Diplomalı bir siyaset bilimcisi, ekonomist, uluslararası ilişkiler uzmanı değilim. Ama inanın Türkiye'de yaşamak, sahada yaşadıklarınız tüm bu konularda bilgili yapıyor. Özelliklede İzmir'de yaşıyorsanız. Neden derseniz, İzmir konuşan, tartışan, her türlü bilginin açık dolaşımda olduğu bir kent. Üstelik insanları çoğunlukla kendi akıl süzgeçlerini, sağduyularını da kullanırlar. Cumhuriyete, ilkelerine, Mustafa Kemal Atatürk'e, beyinleriyle ve kalben tartışmasız bağlıdırlar.  Onun kurduğu, fikirlerini barındırdığı CHP'sine, altı okun ifadesine de. Partiye kayıtlı olsalar da olmasalar da. Ama unutmamamız gereken bir şey var. Analiz yapmak için, bilgi edinmek için araştırma yaptığınızda, bir yerlerde bugüne uyan İsmet İnönü'nün DP yöneticileri için söylediği bir sözü 1950'lerden 2019 a getirdiğimizde, sanki bu günkü CHP'nin, o günlerdeki DP'ye döndüğünü düşünüyorsunuz. Şöyle demiş İnönü "Bütün güçler, yönetimi ele geçirdiklerinde gericileşir. Çünkü ellerinde kaybedecekleri bir şey vardır ve onu kaybetmek istemezler"

***

Günümüz CHP'si ilk kurulduğu zamanından çok farklı bugün. Ne Türkiye'de ne CHP'de altı ilkenin bir tanesi bile uygulanmamaktadır. Bugün bazılarımız belki bilmiyor veya hatırlamıyor. 9 Eylül 1923'e gidip hafızalarımızı tazeleyelim. CHP'nin okları İsmail Hakkı Tonguç'un tasarımıdır. Oklar; Topkapı sarayında bulunan 2. Bayezid zamanındaki oklar temel alınarak tasarlanmış. En uzun ok aynı zamanda çentiklidir. Bu savaş okudur. Altı okun temsil ettikleri:
Cumhuriyetçilik: Tam olarak uygulandığında halkın kendi kendini yönetmesi demek
Milliyetçilik: Açılımı "Türkiye Cumhuriyetini kuran halka Türk milleti denir. "Ne mutlu Türküm diyene" sözlerinde Atatürk'ün anlatmak istediği milliyetçilik tarifi vardır.
Halkçılık: Devletin halk için var olduğunu herkesin devlet karşısında eşit olduğunu ifade eder.
Laiklik: Din ve devlet işlerinin biri birinden ayrılmasını ifade eder.
Devletçilik: Halkın gücünün yetmediği yerde, devleti varlığı girer.
Devrimcilik: Eski geleneklere bağlı kalarak çağı yakalamak için devinim içindeki hayatta toplumun ileriye dönük dinamik hareketini ifade eder.

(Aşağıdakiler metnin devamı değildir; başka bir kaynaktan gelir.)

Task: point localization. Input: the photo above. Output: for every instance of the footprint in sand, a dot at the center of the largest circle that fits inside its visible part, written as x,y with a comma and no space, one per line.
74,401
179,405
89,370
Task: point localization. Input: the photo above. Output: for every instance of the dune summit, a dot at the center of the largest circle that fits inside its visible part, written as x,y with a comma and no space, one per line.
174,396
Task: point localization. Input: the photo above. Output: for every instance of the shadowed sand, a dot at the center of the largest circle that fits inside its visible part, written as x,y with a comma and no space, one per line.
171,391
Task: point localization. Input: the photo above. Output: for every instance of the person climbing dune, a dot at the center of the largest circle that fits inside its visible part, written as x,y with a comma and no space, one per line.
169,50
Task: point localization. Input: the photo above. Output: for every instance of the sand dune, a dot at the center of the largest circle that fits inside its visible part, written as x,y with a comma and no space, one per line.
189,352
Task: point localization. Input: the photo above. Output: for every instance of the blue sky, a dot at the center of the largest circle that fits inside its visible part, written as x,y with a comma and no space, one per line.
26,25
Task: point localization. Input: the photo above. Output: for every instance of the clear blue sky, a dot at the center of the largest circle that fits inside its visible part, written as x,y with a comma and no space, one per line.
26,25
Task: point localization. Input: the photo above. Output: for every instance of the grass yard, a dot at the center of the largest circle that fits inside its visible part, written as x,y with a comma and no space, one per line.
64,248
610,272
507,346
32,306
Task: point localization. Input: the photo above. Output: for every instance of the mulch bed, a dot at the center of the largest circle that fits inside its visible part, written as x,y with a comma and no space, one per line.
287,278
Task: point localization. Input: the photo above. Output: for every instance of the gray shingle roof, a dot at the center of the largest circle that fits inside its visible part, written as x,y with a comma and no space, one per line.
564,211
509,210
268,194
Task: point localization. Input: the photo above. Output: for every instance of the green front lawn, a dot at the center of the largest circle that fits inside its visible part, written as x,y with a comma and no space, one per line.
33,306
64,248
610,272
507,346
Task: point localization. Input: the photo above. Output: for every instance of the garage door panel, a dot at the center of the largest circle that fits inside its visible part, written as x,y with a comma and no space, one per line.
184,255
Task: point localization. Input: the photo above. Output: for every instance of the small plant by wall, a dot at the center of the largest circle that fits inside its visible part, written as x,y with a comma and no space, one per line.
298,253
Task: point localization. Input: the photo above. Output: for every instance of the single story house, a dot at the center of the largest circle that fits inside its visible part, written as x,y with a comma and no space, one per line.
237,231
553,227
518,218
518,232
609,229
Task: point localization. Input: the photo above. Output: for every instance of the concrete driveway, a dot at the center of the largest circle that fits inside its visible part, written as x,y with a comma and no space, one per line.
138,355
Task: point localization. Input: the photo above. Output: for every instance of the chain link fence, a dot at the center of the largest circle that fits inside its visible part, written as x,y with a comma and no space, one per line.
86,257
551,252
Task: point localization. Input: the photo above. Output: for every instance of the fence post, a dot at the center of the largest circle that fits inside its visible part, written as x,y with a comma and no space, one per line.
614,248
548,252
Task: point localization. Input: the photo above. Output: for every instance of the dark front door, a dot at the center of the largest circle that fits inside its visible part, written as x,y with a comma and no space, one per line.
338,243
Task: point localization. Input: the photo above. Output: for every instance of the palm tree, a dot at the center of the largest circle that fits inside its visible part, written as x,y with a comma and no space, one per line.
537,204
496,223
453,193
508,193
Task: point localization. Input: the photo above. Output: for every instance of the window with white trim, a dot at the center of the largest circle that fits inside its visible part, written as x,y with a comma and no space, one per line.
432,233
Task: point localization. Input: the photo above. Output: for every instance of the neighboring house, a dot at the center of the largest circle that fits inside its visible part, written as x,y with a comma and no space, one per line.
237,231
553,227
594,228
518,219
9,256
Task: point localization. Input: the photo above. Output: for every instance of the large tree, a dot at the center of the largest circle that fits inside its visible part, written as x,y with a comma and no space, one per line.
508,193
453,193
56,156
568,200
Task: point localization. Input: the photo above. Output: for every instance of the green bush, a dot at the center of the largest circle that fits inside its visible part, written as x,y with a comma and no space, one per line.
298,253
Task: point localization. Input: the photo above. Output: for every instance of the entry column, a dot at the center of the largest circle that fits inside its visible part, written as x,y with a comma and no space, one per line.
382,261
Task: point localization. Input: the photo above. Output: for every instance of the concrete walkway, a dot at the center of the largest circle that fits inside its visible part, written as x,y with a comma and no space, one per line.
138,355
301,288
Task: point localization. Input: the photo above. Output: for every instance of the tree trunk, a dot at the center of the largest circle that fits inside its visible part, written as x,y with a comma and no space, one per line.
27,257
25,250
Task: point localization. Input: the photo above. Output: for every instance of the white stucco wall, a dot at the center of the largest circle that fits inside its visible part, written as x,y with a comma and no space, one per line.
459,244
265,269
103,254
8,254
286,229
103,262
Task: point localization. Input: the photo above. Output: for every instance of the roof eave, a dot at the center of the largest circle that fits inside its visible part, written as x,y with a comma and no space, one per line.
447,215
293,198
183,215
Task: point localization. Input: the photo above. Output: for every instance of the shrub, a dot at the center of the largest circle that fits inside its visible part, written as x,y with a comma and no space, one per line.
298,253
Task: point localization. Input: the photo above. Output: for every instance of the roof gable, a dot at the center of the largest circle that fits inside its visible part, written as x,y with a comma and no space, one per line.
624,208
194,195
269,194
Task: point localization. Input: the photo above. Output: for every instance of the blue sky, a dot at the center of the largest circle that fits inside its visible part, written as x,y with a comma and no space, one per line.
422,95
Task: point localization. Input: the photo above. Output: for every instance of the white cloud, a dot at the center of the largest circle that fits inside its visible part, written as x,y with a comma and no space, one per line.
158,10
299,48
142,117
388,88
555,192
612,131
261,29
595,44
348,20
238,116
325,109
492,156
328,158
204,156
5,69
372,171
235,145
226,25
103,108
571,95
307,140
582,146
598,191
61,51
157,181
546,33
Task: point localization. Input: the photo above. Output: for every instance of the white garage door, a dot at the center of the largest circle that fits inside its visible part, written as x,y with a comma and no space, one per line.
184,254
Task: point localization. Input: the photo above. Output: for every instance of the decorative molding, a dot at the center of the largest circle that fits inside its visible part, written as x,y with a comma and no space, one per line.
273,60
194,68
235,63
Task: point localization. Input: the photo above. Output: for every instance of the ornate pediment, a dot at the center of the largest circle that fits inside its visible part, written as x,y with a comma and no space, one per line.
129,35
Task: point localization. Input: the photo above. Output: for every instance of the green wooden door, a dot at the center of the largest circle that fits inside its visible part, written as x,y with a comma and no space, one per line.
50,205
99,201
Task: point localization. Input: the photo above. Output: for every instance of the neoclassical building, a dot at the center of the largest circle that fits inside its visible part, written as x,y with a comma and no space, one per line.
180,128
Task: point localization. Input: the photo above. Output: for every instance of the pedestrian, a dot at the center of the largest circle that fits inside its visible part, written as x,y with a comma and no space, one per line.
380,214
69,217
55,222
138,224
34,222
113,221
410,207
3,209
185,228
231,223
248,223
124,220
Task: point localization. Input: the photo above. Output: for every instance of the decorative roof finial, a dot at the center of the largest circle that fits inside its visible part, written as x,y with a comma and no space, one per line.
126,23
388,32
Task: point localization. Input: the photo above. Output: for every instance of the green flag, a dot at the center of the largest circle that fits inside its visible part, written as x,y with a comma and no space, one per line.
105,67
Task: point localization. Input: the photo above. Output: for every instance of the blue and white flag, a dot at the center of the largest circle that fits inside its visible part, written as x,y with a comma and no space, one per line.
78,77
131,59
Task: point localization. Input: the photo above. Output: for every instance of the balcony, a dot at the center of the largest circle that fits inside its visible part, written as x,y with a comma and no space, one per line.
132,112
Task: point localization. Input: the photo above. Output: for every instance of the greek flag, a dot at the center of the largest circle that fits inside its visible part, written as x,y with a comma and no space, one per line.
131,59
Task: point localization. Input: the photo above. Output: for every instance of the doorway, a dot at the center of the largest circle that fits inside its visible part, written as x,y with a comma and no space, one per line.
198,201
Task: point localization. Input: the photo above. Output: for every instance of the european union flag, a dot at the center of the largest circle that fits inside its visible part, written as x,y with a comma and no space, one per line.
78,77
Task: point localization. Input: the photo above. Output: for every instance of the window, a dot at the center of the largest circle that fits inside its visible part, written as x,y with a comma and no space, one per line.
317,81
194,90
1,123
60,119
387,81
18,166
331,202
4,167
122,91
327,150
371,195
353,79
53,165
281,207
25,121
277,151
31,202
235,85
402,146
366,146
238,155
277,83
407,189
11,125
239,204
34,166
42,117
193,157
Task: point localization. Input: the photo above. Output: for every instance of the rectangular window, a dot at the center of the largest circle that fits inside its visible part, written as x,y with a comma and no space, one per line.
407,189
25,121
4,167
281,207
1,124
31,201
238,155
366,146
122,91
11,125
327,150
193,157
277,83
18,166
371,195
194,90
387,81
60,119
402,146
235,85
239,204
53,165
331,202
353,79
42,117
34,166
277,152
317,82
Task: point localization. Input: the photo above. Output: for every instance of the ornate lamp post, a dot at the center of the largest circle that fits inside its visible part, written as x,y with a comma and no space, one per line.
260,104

Bu ilkelerin 3'ü (Cumhuriyetçilik, Milliyetçilik, Laiklik) Fransız devriminden alınmıştır. Sovyet devriminden alınan ilkeler ise (Devrimcilik Halkçılık, Devletçilik). Türkiye Cumhuriyeti muhteşem tasarlanmış bir eser. Şimdi bugünde CHP'nin başında Cumhurbaşkanı Erdoğan'ın da sık sık değinerek hiç unutturmadığı gibi 9 seçim kaybetmiş bir genel başkan var. Değişim değişim derken, Dersimli olmuş, yeni CHP'den medet ummuş bir partinin ana arterlerini by-pass etmek için bilerek veya bilmeyerek anlayamadığımız politikalar uygulayan. Son örneği de seçime çok az bir süre kalmasına rağmen İzmir'e bir aday atayamaması krizi.

***

Yeni CHP oluşurken İzmir'in önder kadınları olarak STK guruplarında yer alarak iki kez Ankara'ya gittik. CHP genel merkezini ve TBMM'de çoğu CHP milletvekilleriniz ziyaret ettik. İzmir'deki parti politikalarından dolayı rahatsızlıkları ilettik. Hiçbiri kulaklarına inanamadı ve söylediklerimizden de hoşlanmadı. Anlaşılan Ankara'dan İzmir farklı görünüyor. Yine DP'ye döneceğim, rahmetli başkanı "Odun koysam seçtiririm" demişti. Acaba bugünkü CHP'nin de İzmir'e bakışı bu mu? 31 Mart seçimlerinde Ege ve İzmir'de CHP'lilerin bir birine düşürüldüğünü izliyoruz. Son derece beceriksiz, basiretsiz ve hoyrat bir yaklaşımla. Ben bir İzmirli olarak başta her türlü baskı ve tehdide karşın düzgün, namuslu kalabilen BŞB başkanımız başta olmak üzere isimleri geçen diğer değerli kişileri polemiğe iten CHP Genel Başkanı ve merkezi yönetimi kınıyorum. Ayrıca İzmir'in ruhuna aykırı bir dayatma, iki dudağı arasında tuttuğu kararlarla eleştirdiği AKP'nin demokrasi tablosundan daha gerilerinde göründüğü, hatta sanki İzmirlileri galeyana getirip Atatürk'ün partisinden bizleri uzaklaştırmak mı istediğine karar veremedim.